Come on, Maggot Brain,
Go on, Maggot Brain
At the time, I didn’t know the backstory of its recording. I had also yet to experience the sinking, hollow, and numbing feelings of grief. In both body and mind, the song took me to places I had yet to visit. The otherworldly and transcendent sounds created by Hazel provoked significantly more visceral emotions than any music I was listening to at the time. To this day, the cathartic experience of listening to Eddie Hazel reach spiritual and emotional nirvana and expressing it through his guitar can flow through me and make everything else disappear.
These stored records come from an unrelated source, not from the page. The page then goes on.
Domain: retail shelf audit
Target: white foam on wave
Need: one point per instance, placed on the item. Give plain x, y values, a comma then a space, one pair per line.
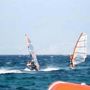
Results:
50, 69
4, 71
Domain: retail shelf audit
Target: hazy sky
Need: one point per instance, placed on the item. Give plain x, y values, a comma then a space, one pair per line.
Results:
53, 25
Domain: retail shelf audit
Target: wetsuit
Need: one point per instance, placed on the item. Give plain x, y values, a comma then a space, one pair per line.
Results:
33, 66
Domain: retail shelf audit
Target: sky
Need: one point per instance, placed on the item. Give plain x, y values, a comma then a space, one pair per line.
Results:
53, 25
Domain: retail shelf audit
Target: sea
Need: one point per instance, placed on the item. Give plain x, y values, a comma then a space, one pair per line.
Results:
15, 75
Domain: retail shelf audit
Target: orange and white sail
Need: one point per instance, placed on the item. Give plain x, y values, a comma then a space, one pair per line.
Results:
31, 50
80, 50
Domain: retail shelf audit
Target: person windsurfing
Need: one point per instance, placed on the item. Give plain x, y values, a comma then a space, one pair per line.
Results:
32, 66
71, 62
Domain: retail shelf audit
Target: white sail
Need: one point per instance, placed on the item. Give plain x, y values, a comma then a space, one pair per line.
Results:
31, 50
80, 50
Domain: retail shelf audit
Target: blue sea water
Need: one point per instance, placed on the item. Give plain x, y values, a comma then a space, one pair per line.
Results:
14, 75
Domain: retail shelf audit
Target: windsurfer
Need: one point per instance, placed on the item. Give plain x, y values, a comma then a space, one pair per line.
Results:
71, 62
31, 64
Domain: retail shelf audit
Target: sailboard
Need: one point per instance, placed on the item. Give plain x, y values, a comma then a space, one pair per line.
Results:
31, 50
80, 50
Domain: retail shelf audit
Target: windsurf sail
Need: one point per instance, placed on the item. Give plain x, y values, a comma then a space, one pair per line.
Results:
31, 50
80, 50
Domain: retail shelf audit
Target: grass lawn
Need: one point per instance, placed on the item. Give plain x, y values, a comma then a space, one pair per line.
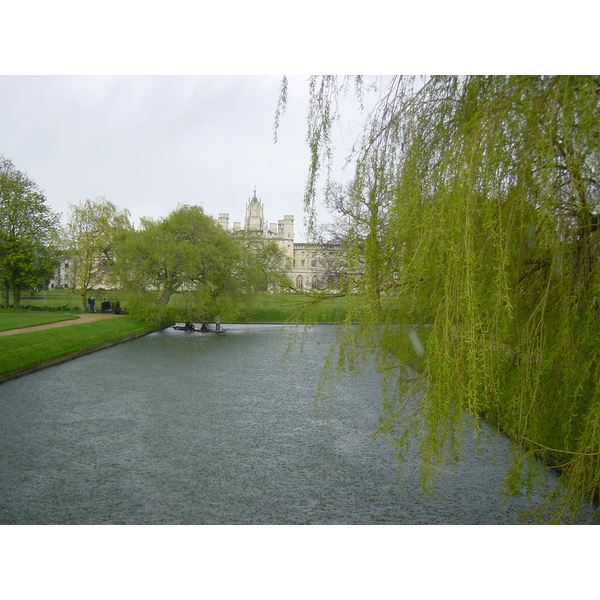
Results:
27, 350
10, 319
That is the true power of Art.
Taylor, Tom. “George Clinton’s LSD-laden instructions to Eddie Hazel for Funkadelic’s ‘Maggot Brain’. Far Out Magazine, November 20, 2022. https://faroutmagazine.co.uk/george-clinton-instructions-eddie-hazel-funkadelic-maggot-brain/
At a festival, a guy who had learnt the arpeggiated chordal accompaniment asked me to solo on accoustic over his playing. I was basically a beginner. It was a ludicrous impossibility to remotely approach the beauty of Hazel's solo never mind on accoustic guitar. Soaring, transportative genius.
Amazing that radio station would play that, but that story is exactly why having radio was so important. I used to throw that on the jukebox regularly at this very large college bar I used to spend too much time i during the early 90s—a total palate cleanser no one ever knew what to do with...Hazel should be remembered as easily as Hendrix, way more than a hack like Clapton, or any other guitarist that gets the treatment that 'guitar gods' do. A song like 'Lampoc Boogie' is Exhibit A for how me on how that dude just flowed from his fingers.